# Air Purifier ?



## ConnorTJ (Jan 5, 2012)

hey guys i recived a Air Purifier for Xmas from my mum  i was just wondering if this would do anything special for my grow 

(it takes dirty air and makes it clean)


----------



## Clown Baby (Jan 5, 2012)

its not gonna do the same thing as a carbon filter or ozonator, if that's what youre asking.


----------



## ideit (Jan 6, 2012)

Could help with mold spores I suppose. Won't do much for odor though.


----------



## Weedasaurus (Jan 10, 2012)

it all depends what type of air purifier it is. How many stage is it? some air purifiers have an ozonator, UV, carbon, filtration, etc.


----------



## ismokealotofpot (Jan 11, 2012)

If it has an ionizer you don't want in the grow room. Out side the room will be fine.too much ozone is bad for plants.


----------



## crazy carl (Jan 11, 2012)

run it it will trap whatever will not go through the filter, 

the filters are a little expensive for me so ill buy a big filter and cut out squares and tape the edges as needed to fit.


----------



## tibberous (Jan 12, 2012)

Put it somewhere, unopened, in case you ever want to grow mushrooms. You'll probably fuck it up running it in a grow room.
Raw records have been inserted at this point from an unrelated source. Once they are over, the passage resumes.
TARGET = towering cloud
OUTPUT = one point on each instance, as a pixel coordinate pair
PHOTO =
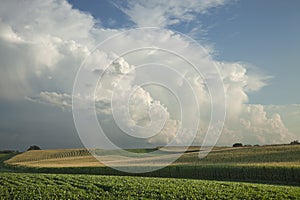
(43, 44)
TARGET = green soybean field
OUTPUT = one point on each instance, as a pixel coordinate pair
(53, 186)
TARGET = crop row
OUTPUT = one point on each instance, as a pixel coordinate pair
(52, 186)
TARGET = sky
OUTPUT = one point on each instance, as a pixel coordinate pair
(255, 46)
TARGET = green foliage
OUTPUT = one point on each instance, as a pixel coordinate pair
(53, 186)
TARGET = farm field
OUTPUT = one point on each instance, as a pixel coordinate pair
(272, 156)
(53, 186)
(266, 164)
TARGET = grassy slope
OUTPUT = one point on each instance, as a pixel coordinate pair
(275, 156)
(51, 186)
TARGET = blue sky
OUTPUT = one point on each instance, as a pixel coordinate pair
(262, 33)
(255, 45)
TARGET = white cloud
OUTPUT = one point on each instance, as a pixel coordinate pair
(163, 13)
(44, 44)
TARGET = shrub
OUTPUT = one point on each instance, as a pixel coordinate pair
(34, 147)
(237, 145)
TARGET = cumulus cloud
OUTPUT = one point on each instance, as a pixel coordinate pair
(163, 13)
(43, 46)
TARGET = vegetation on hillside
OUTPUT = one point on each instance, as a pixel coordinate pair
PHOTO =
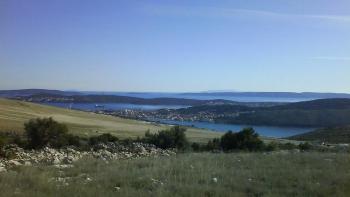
(317, 113)
(190, 174)
(13, 115)
(327, 135)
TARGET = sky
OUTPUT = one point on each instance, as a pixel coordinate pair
(176, 46)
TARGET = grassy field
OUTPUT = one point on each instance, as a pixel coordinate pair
(190, 174)
(14, 113)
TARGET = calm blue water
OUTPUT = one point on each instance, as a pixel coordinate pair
(267, 131)
(112, 106)
(207, 97)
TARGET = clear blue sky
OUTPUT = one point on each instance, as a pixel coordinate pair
(291, 45)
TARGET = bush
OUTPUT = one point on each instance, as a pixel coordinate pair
(288, 146)
(104, 138)
(175, 137)
(46, 132)
(195, 147)
(247, 139)
(304, 146)
(272, 146)
(213, 145)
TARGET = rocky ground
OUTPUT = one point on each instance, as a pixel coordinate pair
(12, 155)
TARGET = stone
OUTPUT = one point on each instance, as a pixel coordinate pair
(2, 169)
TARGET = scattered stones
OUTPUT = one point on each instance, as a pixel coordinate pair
(3, 169)
(63, 158)
(155, 181)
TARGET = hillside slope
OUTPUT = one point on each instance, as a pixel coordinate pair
(14, 113)
(330, 135)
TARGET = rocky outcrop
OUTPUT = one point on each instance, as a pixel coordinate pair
(12, 155)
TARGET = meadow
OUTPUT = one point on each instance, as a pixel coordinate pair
(189, 174)
(13, 114)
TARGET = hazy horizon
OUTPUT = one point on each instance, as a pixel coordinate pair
(182, 46)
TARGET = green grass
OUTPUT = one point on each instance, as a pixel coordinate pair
(238, 174)
(14, 113)
(339, 134)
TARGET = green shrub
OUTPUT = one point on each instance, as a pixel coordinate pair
(2, 142)
(272, 146)
(287, 146)
(247, 139)
(213, 145)
(175, 137)
(195, 147)
(46, 132)
(104, 138)
(304, 146)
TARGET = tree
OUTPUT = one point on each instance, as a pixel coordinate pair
(247, 139)
(45, 131)
(175, 137)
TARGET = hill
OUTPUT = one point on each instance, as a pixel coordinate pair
(316, 113)
(29, 92)
(46, 97)
(330, 135)
(14, 113)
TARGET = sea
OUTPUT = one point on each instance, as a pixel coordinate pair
(268, 131)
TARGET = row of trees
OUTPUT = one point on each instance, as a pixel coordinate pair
(47, 132)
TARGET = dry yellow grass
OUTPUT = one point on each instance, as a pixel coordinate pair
(13, 114)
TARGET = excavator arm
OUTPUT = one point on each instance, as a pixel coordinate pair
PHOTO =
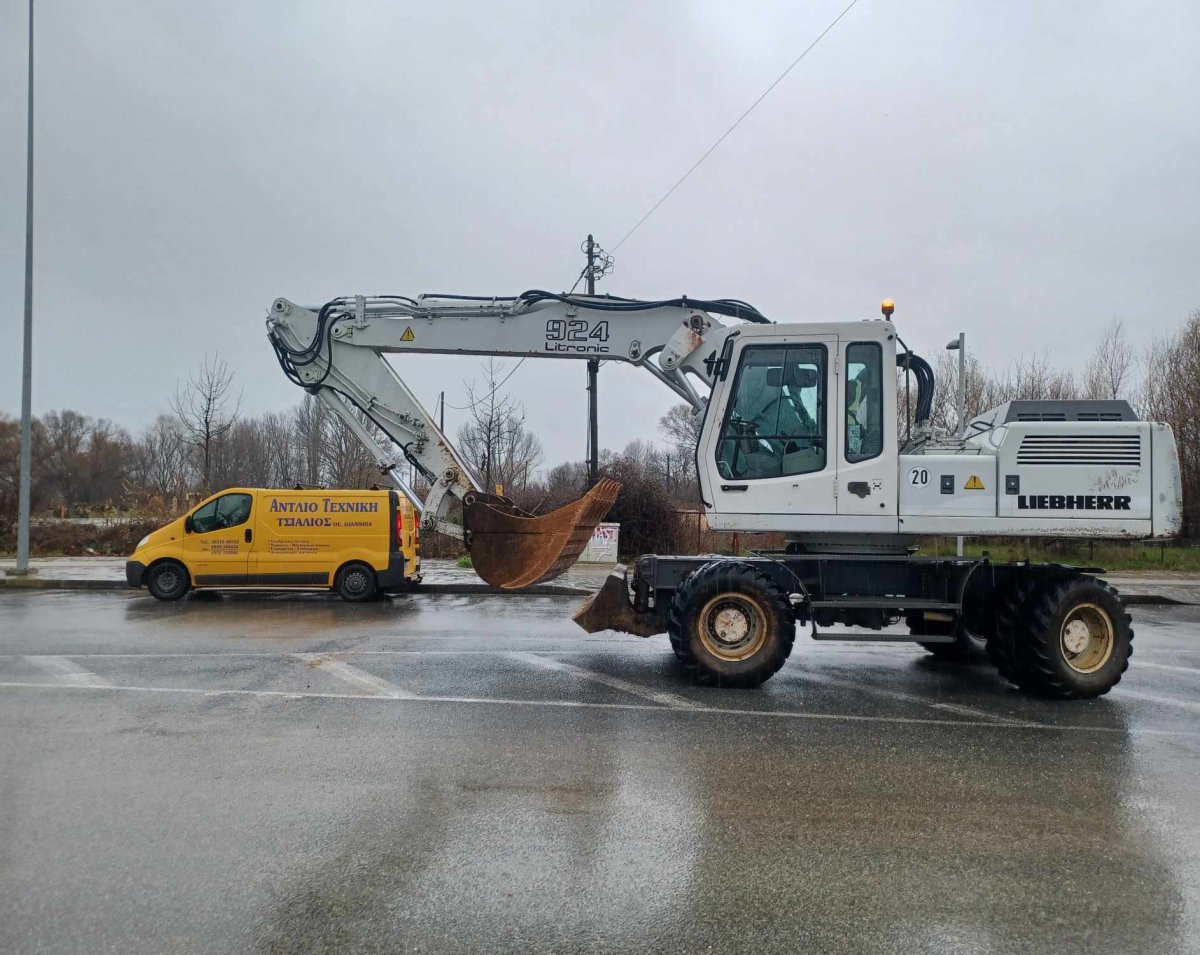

You might be able to take the filter out and use it like an air-recirculator / fan.


----------



## richinweed (Jan 29, 2012)

ozone and ions are two totally different things ...totally, ozone has awsome uses,and different uses than a simple ion genorater but will kill plants and human lung tissue,,,,ions are just charged dust particles , and if tha filter is just for dust ....awsome,, ALL intake air should go thru heppa filtration, short of that use an in room purifier, like yours.....no dust stuck to my stash...remember OZONE is danger...ion is fine


----------



## Catchin22 (Jan 29, 2012)

ismokealotofpot said:


> If it has an ionizer you don't want in the grow room. Out side the room will be fine.too much ozone is bad for plants.


An ozone generator and an Ionizer are not the same thing!


----------



## KUShSOurSMOKEr (Jan 29, 2012)

i have a air filter and was wondering if this wil help my humidity to /


----------